O que quer dizer “só vive”? Eu tive um vislumbre disso em duas ocasiões. A primeira foi de muito prazer, mas, naquele vazio completo de entendimento do que era aquilo. A segunda aconteceu dois anos depois e foi tão misteriosa como a outra. A primeira foi em uma montanha, a segunda foi em uma almofada no Zendo. Se um mais um é igual a dois, a justaposição desses dois eventos me ensinou uma aritmética diferente. A primeira experiência foi compartilhada com um amigo enquanto caminhava na montanha Phoenix, no Arizona.

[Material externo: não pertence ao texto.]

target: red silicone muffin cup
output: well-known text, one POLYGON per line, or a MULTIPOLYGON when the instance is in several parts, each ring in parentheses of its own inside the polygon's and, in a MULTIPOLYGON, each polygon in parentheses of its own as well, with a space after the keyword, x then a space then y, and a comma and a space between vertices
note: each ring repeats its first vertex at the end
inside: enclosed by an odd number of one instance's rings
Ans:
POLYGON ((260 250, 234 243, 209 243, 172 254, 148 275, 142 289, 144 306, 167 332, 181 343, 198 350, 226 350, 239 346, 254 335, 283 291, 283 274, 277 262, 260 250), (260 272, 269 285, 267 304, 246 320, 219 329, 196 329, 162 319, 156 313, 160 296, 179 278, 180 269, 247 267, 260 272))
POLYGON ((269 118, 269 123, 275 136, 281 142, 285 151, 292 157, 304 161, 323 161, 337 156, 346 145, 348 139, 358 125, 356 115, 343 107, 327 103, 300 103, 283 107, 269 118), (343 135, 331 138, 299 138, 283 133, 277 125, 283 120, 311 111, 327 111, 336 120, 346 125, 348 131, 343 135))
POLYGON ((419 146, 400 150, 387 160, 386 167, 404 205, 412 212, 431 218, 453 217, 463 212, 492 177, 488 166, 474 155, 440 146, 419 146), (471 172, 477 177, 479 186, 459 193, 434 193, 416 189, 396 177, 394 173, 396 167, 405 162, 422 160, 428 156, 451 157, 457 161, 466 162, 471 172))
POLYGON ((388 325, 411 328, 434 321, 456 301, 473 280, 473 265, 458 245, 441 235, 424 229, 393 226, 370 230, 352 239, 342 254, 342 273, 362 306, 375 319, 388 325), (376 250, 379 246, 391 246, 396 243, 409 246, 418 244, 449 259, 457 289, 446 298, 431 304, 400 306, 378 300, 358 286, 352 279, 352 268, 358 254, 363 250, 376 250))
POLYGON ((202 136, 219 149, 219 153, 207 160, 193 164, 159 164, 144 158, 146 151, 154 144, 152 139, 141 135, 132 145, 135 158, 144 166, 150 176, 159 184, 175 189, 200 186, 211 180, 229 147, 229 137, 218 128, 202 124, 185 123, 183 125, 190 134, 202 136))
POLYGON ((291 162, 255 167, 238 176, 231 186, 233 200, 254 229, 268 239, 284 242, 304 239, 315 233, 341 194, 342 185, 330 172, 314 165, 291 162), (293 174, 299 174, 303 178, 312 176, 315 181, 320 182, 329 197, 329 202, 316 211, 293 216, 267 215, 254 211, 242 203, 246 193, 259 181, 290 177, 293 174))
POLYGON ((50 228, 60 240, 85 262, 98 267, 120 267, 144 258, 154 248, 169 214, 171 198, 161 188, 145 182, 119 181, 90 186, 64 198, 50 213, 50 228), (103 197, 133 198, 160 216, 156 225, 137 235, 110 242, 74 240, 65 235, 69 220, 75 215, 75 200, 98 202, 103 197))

Tínhamos escalado até o topo de uma subida íngreme e tínhamos parado para descansar em uma grande rocha. Não estávamos lá muito tempo e vimos dois coiotes andando vagarosamente através do relevo da montanha 30 pés de distância de nós. Ficamos imóveis como uma presa enquanto os assistíamos vagarosamente e deliberadamente. Quando os coiotes desapareceram na distância, meu amigo e eu só olhamos um para o outro, sem dizer uma palavra, e retornamos quietos até a encosta da montanha. Conversamos muito depois e não mencionamos os coiotes. A experiência parecia pertencer a outro tempo, outro mundo.

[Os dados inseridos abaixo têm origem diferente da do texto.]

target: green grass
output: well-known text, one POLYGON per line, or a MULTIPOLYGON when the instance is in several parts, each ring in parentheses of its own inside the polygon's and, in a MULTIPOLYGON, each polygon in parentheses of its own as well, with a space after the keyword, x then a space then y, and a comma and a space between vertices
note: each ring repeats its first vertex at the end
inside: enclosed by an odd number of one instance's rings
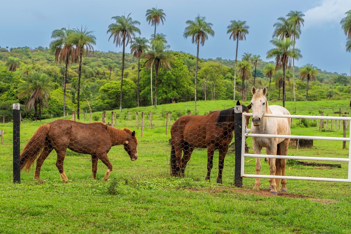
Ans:
MULTIPOLYGON (((249 102, 246 102, 248 104, 249 102)), ((272 104, 272 102, 270 102, 272 104)), ((278 105, 280 103, 278 103, 278 105)), ((198 102, 198 113, 235 105, 232 101, 198 102)), ((333 105, 346 111, 348 101, 297 102, 296 114, 331 113, 333 105)), ((295 114, 295 103, 286 107, 295 114)), ((268 179, 261 179, 261 189, 254 191, 254 179, 244 178, 243 187, 234 182, 234 155, 229 153, 223 171, 223 184, 216 183, 218 153, 214 157, 211 181, 205 181, 205 149, 196 149, 184 178, 169 175, 170 146, 165 134, 165 113, 177 114, 193 110, 192 102, 160 105, 128 110, 119 114, 116 125, 137 132, 139 158, 134 162, 120 146, 112 147, 108 157, 113 169, 107 182, 102 179, 106 167, 100 161, 97 179, 91 177, 91 158, 67 151, 65 171, 70 180, 59 179, 52 153, 42 167, 41 179, 34 180, 34 170, 22 172, 21 183, 12 180, 12 123, 0 124, 4 130, 4 144, 0 145, 0 233, 345 233, 351 232, 351 186, 348 183, 288 180, 288 193, 276 196, 267 189, 268 179), (143 138, 135 127, 135 111, 153 112, 155 129, 151 130, 145 119, 143 138), (125 118, 125 116, 126 116, 125 118)), ((94 113, 101 116, 100 113, 94 113)), ((83 119, 82 115, 81 118, 83 119)), ((108 115, 107 115, 108 119, 108 115)), ((146 117, 147 118, 147 117, 146 117)), ((22 122, 21 149, 41 124, 22 122)), ((86 122, 87 122, 86 121, 86 122)), ((294 120, 292 134, 342 136, 342 132, 318 131, 316 127, 298 126, 294 120)), ((347 135, 349 134, 347 131, 347 135)), ((252 141, 247 139, 253 152, 252 141)), ((319 157, 347 157, 342 142, 314 141, 312 149, 290 148, 288 154, 319 157)), ((348 148, 348 144, 347 145, 348 148)), ((254 173, 254 159, 245 158, 245 173, 254 173), (250 161, 251 159, 253 159, 250 161)), ((262 174, 268 174, 262 162, 262 174)), ((307 167, 290 164, 288 175, 347 178, 348 165, 341 168, 307 167)))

Eu tinha esquecido os coiotes até uma noite enquanto praticava zazen. Eu estava- indiscutivelmente como parece- incapaz de ignorar meus pensamentos sobre o Coração Sutra. Minha mente estava ocupada com escrever um texto sobre o vazio. Estava envolvido no pseudo-narrador quando de repente, eu vi uma formiga veio na minha visão estreita no chão do Zendo. O texto que estava escrevendo desapareceu imediatamente e tudo que pude fazer era assistir aquela formiga caminhar ao redor, a torto e a direito, na frente do meu travesseiro. Eu assisti aquilo por horas provavelmente no tempo de formiga, minutos e segundos para mim. Eu não tinha ideia de quanto tempo assisti aquela criaturinha, mas meus pensamentos tinham ido embora... Sim! Como no dia que meu amigo e eu vimos os coiotes serpenteando em meio às salvas e cactos.  Não houve diferença em ambos os eventos. Os dois se misturaram e me sacudiram como se alguém virasse minha cama do lado ao contrário e me acordasse de um sono profundo.  Foi maravilhoso. O que foi aquilo? Quando acordei, eu procurei por aquela pequena formiga. Eu realmente queria agradecê-la pela sua caminhada, mas ela não estava em nenhum lugar.  Foi real? Ou uma “realidade separada”? Esses eventos foram vazios ou formas? Dois eventos: um impressionante e sentido sem compreensão, e o outro um flashback que fechou bruscamente meus sentidos, me deixando em um estupor de um sonho, em um vazio Zendo, por debaixo de uma montanha, coiotes com seis pernas, formigas com quatro e eu sem nenhuma: uma rocha sólida sobre a qual sentar. Um insight do significado de estar no presente.